A simple use case is to set the mode to full pipeline and supply a completed scan directory. After the script has executed to completion, the output reconstructed mesh will be placed in the same directory as the scan directory with the same name (but as an .obj file).
A more in-depth usage overview can be found in our report.
To adapt this project to a physical device, start with the research we have conducted in our report.
As long as the constants in constants.py match your static calibration
of the positions of the physical camera and laser, and the position of the center
of the turntable is at (0,0,0) with +Z being directly vertical, the software
should work out of the box. However, this calibration procedure can be complex
and is up to the user to develop. The scan directory must be organized in the
same fashion as described above to run the driver script scripts/driver.py.
See the reconstructed meshes in the obj_out directory corresponding to
the meshes in the obj_gt directory to see examples of the project.
Feel free to fork or clone this repository for any purpose.
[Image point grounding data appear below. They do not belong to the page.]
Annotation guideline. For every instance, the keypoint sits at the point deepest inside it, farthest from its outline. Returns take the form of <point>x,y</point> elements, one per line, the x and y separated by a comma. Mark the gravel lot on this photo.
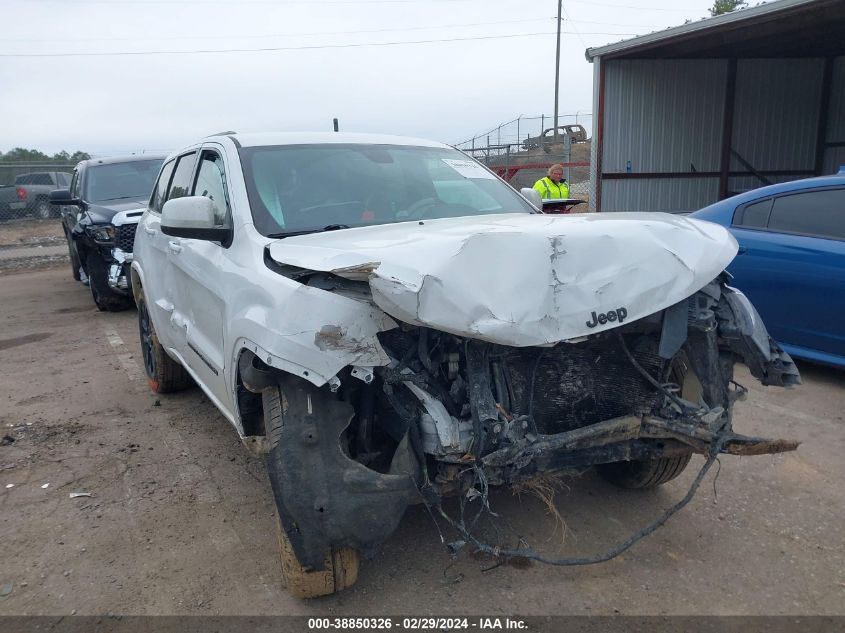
<point>180,518</point>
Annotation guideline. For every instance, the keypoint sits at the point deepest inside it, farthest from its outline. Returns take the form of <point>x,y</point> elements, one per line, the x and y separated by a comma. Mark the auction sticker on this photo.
<point>468,168</point>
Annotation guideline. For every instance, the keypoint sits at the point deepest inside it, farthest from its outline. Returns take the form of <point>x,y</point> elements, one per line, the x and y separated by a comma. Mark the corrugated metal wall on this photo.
<point>663,115</point>
<point>652,194</point>
<point>776,113</point>
<point>835,156</point>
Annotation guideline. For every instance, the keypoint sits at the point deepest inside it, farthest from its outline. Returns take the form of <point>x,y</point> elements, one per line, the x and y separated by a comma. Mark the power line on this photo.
<point>317,33</point>
<point>245,37</point>
<point>626,6</point>
<point>294,48</point>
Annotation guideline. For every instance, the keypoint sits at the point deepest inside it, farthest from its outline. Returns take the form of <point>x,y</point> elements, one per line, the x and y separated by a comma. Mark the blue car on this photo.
<point>791,261</point>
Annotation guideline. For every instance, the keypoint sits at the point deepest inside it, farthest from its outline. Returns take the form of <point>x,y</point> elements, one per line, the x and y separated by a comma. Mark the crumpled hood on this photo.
<point>103,212</point>
<point>520,279</point>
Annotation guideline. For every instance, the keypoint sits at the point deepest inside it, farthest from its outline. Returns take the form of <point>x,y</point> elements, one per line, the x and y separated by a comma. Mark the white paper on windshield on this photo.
<point>468,168</point>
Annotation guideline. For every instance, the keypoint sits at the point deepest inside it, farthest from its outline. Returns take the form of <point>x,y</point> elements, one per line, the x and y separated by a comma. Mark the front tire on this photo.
<point>341,570</point>
<point>43,209</point>
<point>646,473</point>
<point>73,255</point>
<point>164,375</point>
<point>340,565</point>
<point>107,300</point>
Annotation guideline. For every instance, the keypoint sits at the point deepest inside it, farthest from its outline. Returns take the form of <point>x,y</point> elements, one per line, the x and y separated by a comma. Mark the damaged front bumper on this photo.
<point>463,414</point>
<point>119,267</point>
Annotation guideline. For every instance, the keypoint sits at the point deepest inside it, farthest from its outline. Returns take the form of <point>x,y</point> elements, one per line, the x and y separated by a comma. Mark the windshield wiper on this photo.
<point>329,227</point>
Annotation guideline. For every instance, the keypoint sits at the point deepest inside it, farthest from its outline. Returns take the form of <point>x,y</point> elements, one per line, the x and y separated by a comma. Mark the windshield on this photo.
<point>118,181</point>
<point>304,188</point>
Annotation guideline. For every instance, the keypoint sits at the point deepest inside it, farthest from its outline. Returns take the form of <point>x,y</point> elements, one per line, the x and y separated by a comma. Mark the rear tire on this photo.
<point>164,375</point>
<point>646,473</point>
<point>107,300</point>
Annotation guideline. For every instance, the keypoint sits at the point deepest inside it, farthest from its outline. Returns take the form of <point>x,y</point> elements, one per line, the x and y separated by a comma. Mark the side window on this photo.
<point>754,215</point>
<point>817,213</point>
<point>74,184</point>
<point>160,190</point>
<point>211,183</point>
<point>180,186</point>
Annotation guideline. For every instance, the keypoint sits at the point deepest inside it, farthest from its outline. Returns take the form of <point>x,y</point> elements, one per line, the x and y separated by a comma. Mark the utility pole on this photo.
<point>557,62</point>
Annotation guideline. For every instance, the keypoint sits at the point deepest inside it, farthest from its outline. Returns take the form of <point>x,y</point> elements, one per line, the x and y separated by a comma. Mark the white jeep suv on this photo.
<point>387,322</point>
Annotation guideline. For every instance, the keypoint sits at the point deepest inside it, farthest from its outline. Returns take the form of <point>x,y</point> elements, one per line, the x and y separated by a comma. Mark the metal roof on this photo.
<point>783,28</point>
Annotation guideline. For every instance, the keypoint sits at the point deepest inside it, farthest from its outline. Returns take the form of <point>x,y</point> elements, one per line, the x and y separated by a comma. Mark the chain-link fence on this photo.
<point>527,132</point>
<point>25,189</point>
<point>522,150</point>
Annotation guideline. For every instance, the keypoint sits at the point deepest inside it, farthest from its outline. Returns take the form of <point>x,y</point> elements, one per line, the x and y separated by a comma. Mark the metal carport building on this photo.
<point>695,113</point>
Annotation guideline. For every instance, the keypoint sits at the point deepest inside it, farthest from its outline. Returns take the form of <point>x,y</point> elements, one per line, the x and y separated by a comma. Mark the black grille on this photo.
<point>126,237</point>
<point>581,384</point>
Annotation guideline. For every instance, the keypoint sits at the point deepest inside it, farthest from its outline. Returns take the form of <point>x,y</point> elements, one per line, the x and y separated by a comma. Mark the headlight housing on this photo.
<point>102,234</point>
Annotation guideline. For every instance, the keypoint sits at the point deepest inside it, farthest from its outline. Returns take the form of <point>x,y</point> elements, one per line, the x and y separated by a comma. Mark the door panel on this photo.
<point>200,267</point>
<point>797,283</point>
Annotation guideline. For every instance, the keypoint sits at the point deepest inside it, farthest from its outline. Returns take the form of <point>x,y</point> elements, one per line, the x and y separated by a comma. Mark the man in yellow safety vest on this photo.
<point>553,186</point>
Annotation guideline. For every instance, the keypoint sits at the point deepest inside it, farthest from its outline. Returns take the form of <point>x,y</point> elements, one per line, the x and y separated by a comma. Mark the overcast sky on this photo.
<point>72,78</point>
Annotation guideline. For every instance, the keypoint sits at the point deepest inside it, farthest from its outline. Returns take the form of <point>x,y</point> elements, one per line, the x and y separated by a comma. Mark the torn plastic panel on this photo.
<point>456,415</point>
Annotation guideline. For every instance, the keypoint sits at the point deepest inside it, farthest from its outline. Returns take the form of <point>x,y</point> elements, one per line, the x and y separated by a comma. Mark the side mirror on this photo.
<point>62,197</point>
<point>533,197</point>
<point>192,217</point>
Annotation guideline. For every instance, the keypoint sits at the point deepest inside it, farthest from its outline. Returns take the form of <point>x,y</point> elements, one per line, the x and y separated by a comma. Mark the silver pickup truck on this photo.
<point>30,194</point>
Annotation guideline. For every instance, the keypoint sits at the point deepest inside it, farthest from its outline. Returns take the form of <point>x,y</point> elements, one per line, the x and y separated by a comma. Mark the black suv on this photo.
<point>100,213</point>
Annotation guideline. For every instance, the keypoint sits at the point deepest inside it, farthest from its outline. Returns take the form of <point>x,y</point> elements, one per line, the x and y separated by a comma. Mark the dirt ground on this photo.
<point>30,244</point>
<point>180,517</point>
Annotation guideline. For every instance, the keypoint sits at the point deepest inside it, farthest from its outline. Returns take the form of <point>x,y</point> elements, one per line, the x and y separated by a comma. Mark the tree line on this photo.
<point>22,155</point>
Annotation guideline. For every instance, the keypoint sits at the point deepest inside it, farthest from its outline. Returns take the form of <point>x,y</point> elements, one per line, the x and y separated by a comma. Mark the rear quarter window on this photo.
<point>813,213</point>
<point>754,215</point>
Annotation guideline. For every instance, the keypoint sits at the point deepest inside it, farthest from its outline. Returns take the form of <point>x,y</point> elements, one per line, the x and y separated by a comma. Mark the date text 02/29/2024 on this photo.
<point>416,624</point>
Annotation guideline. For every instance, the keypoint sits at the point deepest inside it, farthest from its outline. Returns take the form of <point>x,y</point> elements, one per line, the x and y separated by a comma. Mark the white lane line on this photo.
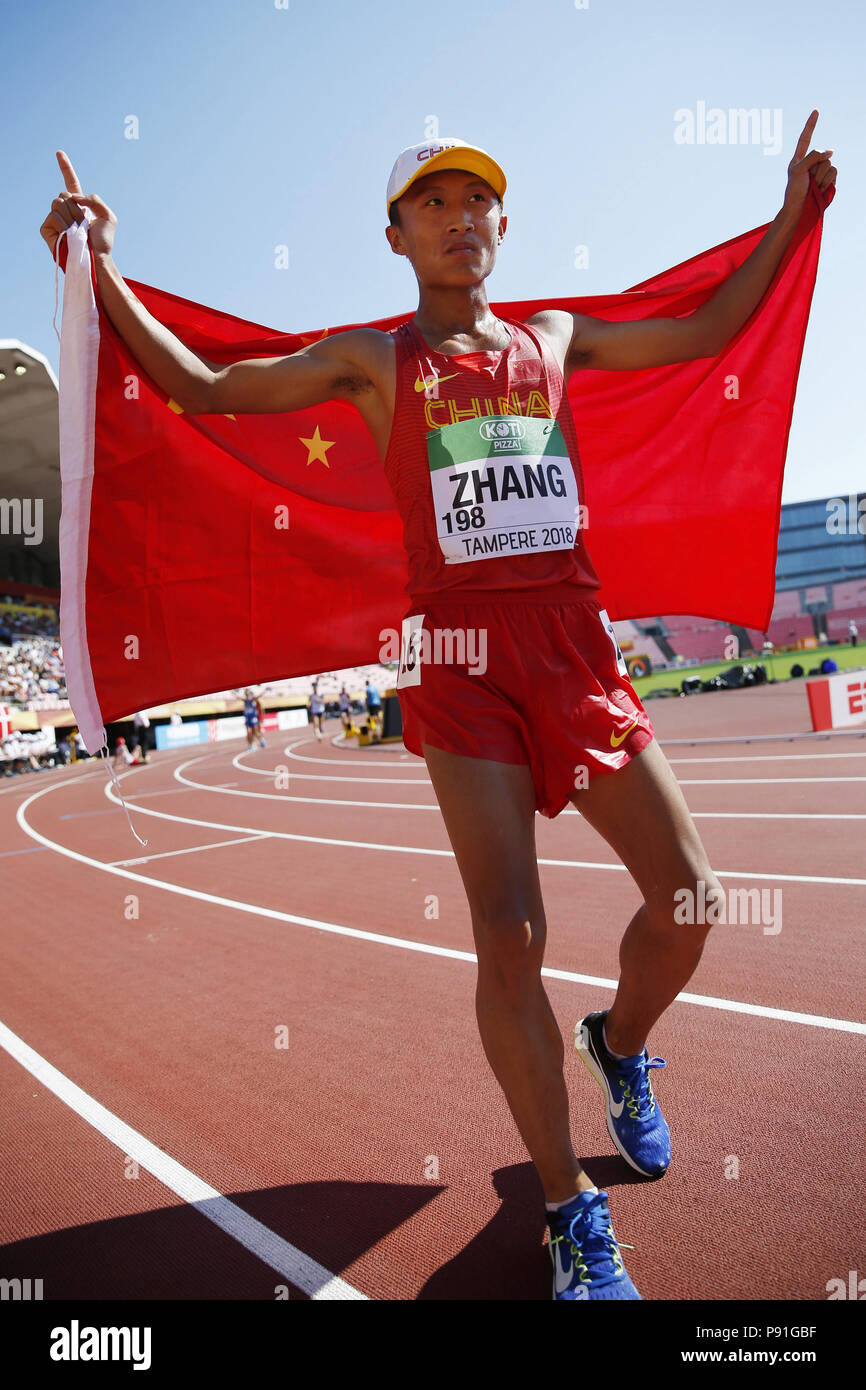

Pushing to this repository is not allowed.
MIT License
Copyright (c) 2020 ALEXANDER PATEL and CHAKARA OWARANG and JEREMY LEUNG
Permission is hereby granted, free of charge, to any person obtaining a copy of this software and associated documentation files (the "Software"), to deal in the Software without restriction, including without limitation the rights to use, copy, modify, merge, publish, distribute, sublicense, and/or sell copies of the Software, and to permit persons to whom the Software is furnished to do so, subject to the following conditions:
The above copyright notice and this permission notice shall be included in all copies or substantial portions of the Software.
THE SOFTWARE IS PROVIDED "AS IS", WITHOUT WARRANTY OF ANY KIND, EXPRESS OR IMPLIED, INCLUDING BUT NOT LIMITED TO THE WARRANTIES OF MERCHANTABILITY, FITNESS FOR A PARTICULAR PURPOSE AND NONINFRINGEMENT. IN NO EVENT SHALL THE AUTHORS OR COPYRIGHT HOLDERS BE LIABLE FOR ANY CLAIM, DAMAGES OR OTHER LIABILITY, WHETHER IN AN ACTION OF CONTRACT, TORT OR OTHERWISE, ARISING FROM, OUT OF OR IN CONNECTION WITH THE SOFTWARE OR THE USE OR OTHER DEALINGS IN THE SOFTWARE.